You vicious asshole. You foul sadistic monster.
My breath rasped loud and mechanical. It nearly drowned out the blood roaring in my ears.
You tore me apart, you made me piss and shit myself and I cried like some gutted baby and you stripped me naked, you fucking thing, you night crawler, you broke my tools, you took away anything I ever had that let me touch anyone and you didn’t have to you babyfucker, it wasn’t necessary but you knew that didn’t you? You just wanted to play. I’ve seen your kind at it before, cats toying with mice, catch and release, a taste of freedom and then pouncing again, biting, not hard enough to kill — not just yet — before you let them loose again and they’re hobbling now, maybe a leg snapped or a gash in the belly but they’re still trying , still running or crawling or dragging themselves as fast as they can until you’re on them again , and again because it’s fun, because it gives you pleasure you sadistic piece of shit. You send us into the arms of that hellish thing and it plays with us too, and maybe you’re even working together because it let me escape just like you do, it let me run right back into your arms and then you strip me down to some raw half-brained defenseless animal , I can’t rotate or transform I can’t even talk and you —
You —
It wasn’t even personal, was it? You don’t even hate me. You were just sick of keeping it all in, sick of restraining yourself with all this meat, and nobody else could be spared from their jobs. This was my job, wasn’t it? Not synthesist, not conduit. Not even cannon fodder or decoy duty. I’m just something disposable to sharpen your claws on.

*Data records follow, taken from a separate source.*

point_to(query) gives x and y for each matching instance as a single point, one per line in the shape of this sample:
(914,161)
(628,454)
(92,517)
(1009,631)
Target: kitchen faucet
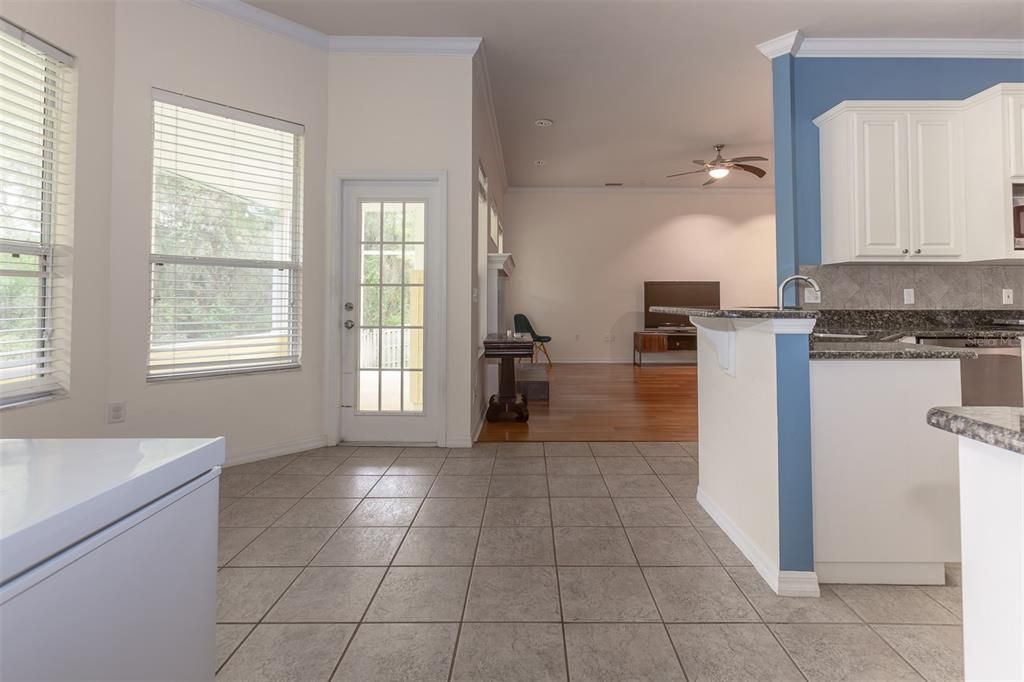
(796,278)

I hurt so much. It hurt just to breathe.
I was so alone .
Webbing pressed against the curve of my back, bounced me forward gently as a breeze, caught me again. I was back in my tent. My right hand itched. I tried to flex the fingers, but they were embedded in amber. Left hand reached for right, and found a plastic carapace extending to the elbow.
I opened my eyes. Darkness. Meaningless numbers and a red LED twinkled from somewhere along my forearm.
I didn’t remember coming here. I didn’t remember anyone fixing me.
Breaking. Being broken. That’s what I remembered. I wanted to die. I wanted to just stay curled up until I withered away.
After an age, I forced myself to uncoil. I steadied myself, let some miniscule inertia bump me against the taut insulated fabric of my tent. I waited for my breathing to steady. It seemed to take hours.
I called ConSensus to the wall, and a feed from the drum. Soft voices, harsh light flaring against the wall: hurting my eyes, peeling them raw. I killed visual, and listened to words in the darkness.
“ — a phase?” someone asked.
Susan James, her personhood restored. I knew her again: not a meat sack, no longer a thing .
“We have been over this.” That was Cunningham. I knew him too. I knew them all. Whatever Sarasti had done to me, however far he’d yanked me from my room, I’d somehow fallen back inside.
It should have mattered more.
“ — because for one thing, if it were really so pernicious, natural selection would have weeded it out,” James was saying.